Precies in die periode dus verdwenen uit het CVP-hoofdkwartier belangrijke documenten, die daar kort tevoren nog gezien waren. Voor Buijs lagen de zaken simpel : er hing een geurtje aan het succesvol financieel beleid van gewezen nationaal secretaris Leo Delcroix (1984-1991). Meer concreet luidde de boodschap : de gebroeders Bleyen smeerden de partij niet alleen voor de milieuboxen. Het door de Bleyens gefinancierde en op initiatief van Delcroix opgerichte mediabedrijf Hermes Communications was betrokken in een facturencarrousel die partijfinanciering moest camoufleren. Buijs voegde er nog veelzeggend aan toe dat niet Kelchtermans maar de veel geviseerde Delcroix de spin in het web was.

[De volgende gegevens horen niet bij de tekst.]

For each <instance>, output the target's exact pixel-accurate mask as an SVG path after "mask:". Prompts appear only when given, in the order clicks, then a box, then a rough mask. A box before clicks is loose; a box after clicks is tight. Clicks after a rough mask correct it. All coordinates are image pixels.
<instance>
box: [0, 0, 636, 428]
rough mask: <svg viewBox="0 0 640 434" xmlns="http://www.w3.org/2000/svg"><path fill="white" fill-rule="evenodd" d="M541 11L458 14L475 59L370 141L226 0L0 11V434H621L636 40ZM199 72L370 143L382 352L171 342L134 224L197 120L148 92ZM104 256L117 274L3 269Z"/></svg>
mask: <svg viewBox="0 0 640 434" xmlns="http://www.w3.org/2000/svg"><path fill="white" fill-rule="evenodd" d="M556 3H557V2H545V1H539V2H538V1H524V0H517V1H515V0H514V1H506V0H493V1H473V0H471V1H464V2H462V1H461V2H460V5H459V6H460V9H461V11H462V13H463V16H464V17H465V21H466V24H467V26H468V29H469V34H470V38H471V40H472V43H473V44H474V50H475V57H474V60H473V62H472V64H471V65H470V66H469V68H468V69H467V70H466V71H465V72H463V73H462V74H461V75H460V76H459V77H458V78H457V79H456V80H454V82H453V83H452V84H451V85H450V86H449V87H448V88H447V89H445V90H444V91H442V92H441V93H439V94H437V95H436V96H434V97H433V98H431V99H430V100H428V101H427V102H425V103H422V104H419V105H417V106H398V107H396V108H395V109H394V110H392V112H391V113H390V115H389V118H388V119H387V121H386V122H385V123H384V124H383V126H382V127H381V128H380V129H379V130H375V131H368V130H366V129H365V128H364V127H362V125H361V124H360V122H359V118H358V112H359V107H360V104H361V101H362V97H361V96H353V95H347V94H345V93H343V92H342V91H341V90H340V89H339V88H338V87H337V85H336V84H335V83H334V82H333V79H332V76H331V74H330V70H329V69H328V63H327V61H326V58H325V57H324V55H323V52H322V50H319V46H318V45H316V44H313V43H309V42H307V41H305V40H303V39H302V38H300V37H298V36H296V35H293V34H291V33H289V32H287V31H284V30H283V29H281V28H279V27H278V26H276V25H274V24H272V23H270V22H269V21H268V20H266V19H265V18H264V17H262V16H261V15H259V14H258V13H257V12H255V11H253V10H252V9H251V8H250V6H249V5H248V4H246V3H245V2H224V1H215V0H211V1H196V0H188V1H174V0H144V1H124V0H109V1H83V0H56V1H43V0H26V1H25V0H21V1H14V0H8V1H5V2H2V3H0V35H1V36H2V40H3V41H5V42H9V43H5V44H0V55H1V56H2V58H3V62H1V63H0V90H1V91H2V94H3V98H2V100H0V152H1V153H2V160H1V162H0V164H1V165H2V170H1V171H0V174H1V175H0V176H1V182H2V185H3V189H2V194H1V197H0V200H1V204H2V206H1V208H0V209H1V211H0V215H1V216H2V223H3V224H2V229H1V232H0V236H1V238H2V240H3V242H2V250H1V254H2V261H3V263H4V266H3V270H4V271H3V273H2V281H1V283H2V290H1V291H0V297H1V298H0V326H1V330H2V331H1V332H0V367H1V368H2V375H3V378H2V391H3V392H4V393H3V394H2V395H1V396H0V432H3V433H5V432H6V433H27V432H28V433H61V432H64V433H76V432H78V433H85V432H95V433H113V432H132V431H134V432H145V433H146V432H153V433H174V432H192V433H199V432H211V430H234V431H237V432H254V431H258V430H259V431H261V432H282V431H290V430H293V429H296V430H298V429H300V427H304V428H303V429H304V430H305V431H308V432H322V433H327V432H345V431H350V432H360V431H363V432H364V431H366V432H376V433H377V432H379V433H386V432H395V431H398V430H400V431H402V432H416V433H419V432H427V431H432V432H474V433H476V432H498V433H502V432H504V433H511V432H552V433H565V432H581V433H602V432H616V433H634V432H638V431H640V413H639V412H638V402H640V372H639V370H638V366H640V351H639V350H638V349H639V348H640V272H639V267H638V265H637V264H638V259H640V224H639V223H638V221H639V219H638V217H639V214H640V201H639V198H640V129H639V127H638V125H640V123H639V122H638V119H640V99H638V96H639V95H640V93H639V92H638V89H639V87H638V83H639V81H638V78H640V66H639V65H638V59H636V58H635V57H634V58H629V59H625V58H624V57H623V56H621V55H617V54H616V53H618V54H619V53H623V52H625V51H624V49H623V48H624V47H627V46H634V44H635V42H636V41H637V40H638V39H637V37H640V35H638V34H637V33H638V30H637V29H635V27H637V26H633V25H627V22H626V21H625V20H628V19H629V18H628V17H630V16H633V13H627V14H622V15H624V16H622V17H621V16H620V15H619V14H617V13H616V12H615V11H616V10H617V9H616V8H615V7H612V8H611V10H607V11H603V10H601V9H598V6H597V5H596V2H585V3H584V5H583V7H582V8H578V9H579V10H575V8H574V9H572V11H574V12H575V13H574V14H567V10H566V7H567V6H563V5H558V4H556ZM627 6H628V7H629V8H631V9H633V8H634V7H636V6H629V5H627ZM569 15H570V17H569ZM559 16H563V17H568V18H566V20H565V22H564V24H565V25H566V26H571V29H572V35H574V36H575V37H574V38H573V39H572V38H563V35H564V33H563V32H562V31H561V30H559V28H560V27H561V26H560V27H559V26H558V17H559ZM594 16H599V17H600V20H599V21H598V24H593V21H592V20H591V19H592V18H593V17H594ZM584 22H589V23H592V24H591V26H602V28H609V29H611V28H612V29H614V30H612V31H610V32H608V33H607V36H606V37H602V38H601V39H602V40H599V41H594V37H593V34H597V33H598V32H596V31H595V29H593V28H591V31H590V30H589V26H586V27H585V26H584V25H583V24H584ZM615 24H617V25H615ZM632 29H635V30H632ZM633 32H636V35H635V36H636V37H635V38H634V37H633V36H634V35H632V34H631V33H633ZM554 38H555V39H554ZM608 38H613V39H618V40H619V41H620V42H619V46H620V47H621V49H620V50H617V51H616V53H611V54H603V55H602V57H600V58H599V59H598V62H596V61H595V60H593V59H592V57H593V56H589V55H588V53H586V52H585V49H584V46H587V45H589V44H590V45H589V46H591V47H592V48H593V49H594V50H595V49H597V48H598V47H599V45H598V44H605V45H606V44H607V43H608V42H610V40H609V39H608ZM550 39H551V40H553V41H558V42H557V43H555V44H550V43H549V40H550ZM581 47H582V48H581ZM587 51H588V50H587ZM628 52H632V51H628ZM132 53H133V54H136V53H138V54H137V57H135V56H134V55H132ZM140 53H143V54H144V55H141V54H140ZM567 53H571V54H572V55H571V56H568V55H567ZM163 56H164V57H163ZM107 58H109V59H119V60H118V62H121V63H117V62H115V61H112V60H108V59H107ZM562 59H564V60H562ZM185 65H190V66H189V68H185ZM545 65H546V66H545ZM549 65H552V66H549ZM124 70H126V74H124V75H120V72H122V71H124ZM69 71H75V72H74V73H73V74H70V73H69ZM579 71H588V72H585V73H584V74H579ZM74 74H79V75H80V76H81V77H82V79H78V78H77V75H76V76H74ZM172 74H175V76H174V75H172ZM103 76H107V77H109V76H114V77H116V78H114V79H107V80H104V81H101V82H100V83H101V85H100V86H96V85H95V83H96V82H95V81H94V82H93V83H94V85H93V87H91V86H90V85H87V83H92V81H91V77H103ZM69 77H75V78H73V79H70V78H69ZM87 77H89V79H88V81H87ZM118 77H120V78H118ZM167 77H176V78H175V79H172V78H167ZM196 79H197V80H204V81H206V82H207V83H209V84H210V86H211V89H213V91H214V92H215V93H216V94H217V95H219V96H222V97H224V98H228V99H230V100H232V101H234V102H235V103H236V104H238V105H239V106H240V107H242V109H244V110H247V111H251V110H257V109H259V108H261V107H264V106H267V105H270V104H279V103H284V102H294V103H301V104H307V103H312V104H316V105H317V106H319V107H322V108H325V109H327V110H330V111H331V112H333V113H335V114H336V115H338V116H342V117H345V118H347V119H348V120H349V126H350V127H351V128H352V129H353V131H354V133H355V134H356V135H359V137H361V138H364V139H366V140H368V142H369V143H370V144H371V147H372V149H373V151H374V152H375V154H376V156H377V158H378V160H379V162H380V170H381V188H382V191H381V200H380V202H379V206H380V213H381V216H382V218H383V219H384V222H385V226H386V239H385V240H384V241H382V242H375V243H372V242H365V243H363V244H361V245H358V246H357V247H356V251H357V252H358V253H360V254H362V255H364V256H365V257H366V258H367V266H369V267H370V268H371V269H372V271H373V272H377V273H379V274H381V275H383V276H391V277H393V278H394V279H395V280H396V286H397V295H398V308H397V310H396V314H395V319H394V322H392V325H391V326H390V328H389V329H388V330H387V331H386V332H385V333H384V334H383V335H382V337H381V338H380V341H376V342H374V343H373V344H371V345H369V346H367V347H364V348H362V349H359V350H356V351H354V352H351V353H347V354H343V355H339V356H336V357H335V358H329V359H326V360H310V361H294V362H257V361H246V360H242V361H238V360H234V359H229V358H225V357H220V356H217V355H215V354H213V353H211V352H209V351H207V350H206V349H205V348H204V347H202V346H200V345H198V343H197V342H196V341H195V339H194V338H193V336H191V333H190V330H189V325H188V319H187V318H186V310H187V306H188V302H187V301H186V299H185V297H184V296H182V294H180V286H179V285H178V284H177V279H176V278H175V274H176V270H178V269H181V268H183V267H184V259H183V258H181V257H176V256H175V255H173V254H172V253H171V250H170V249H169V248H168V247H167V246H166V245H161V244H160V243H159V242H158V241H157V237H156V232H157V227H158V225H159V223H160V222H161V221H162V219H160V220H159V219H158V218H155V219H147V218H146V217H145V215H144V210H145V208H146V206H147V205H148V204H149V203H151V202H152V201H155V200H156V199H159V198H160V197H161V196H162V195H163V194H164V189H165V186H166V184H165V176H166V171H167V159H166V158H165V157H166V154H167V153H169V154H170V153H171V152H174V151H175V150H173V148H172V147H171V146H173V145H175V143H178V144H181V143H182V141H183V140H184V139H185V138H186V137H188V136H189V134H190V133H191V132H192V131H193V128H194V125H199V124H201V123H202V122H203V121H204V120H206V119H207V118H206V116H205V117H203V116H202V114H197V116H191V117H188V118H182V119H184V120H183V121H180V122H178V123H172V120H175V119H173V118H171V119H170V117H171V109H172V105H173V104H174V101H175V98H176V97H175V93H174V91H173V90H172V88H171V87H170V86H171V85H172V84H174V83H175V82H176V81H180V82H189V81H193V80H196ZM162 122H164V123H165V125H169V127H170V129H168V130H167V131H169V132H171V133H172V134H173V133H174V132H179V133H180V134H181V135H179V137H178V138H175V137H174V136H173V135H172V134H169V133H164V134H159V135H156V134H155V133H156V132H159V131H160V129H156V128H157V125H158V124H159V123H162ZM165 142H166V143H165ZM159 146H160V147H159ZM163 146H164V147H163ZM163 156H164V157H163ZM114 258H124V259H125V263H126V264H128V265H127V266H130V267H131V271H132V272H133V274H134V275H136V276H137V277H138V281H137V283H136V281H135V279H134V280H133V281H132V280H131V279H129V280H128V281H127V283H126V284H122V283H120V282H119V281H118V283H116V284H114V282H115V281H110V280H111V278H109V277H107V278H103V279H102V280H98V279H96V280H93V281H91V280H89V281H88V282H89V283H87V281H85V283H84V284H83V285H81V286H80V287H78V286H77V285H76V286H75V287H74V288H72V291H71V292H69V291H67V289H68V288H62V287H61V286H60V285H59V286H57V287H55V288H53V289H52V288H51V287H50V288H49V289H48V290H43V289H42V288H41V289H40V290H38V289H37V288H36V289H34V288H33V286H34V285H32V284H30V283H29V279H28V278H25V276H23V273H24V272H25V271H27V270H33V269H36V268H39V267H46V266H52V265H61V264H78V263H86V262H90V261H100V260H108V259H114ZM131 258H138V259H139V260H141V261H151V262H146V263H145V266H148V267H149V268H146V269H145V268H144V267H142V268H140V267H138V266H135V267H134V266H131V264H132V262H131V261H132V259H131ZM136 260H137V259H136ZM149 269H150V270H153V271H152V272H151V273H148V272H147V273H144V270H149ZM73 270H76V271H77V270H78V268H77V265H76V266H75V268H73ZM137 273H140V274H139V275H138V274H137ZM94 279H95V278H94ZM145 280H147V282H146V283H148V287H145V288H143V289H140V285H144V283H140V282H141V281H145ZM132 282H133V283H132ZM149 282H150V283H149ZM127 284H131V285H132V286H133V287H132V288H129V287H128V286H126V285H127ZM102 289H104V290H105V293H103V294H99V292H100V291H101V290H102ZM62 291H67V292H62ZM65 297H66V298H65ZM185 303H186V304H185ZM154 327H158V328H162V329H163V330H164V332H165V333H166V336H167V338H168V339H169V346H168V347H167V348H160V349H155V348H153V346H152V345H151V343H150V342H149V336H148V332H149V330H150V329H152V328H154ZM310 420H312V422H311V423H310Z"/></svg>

De saga over het geknoei met de partijfinanciering van de grootste Vlaamse partij bereikte meteen een nieuw hoogtepunt. De anonieme Buijs werd voor velen een held. Er was in de CVP een Don Quichote opgestaan die, ondanks zijn functie, man en paard durfde te noemen. ’s Avonds was Buijs woordvoerder af. In navolging van zijn SP-collega Louis Tobback verzorgt CVP-voorzitter Van Peel alvast tot 1 september zelf de communicatie met de buitenwereld. Maar Buijs staat niet op straat. Hij blijft directeur communicatie en afgevaardigd-bestuurder van Kridemo, de VZW die zich met de radio- en televisie-uitzendingen bezighoudt.

ONDERZOEK ZONDER PAPIER

Op 21 mei deden het gerecht en het Hoog Comité van Toezicht (HCT) een huiszoeking in de woning en het kabinet van minister Kelchtermans, bij enkele van zijn (gewezen) medewerkers en bij Plascobel. Speurders gingen ook een kijkje nemen bij inspecteur-generaal Wilfried De Nijs van de Openbare Vlaamse Afvalstoffenmaatschappij (Ovam). CVP’er De Nijs was actief betrokken bij het miljardenorder voor deze nutteloze overheidsdoos. Na afloop van zijn ondervraging door een raadsheer van het Hof van Cassatie was Theo Kelchtermans gelukkig omdat er eindelijk een beetje schot in de zaak kwam. Tenslotte was het ruim een half jaar geleden dat het parlement zijn dossier naar Cassatie verwees. Sindsdien vernam de minister officieel niks meer over de affaire.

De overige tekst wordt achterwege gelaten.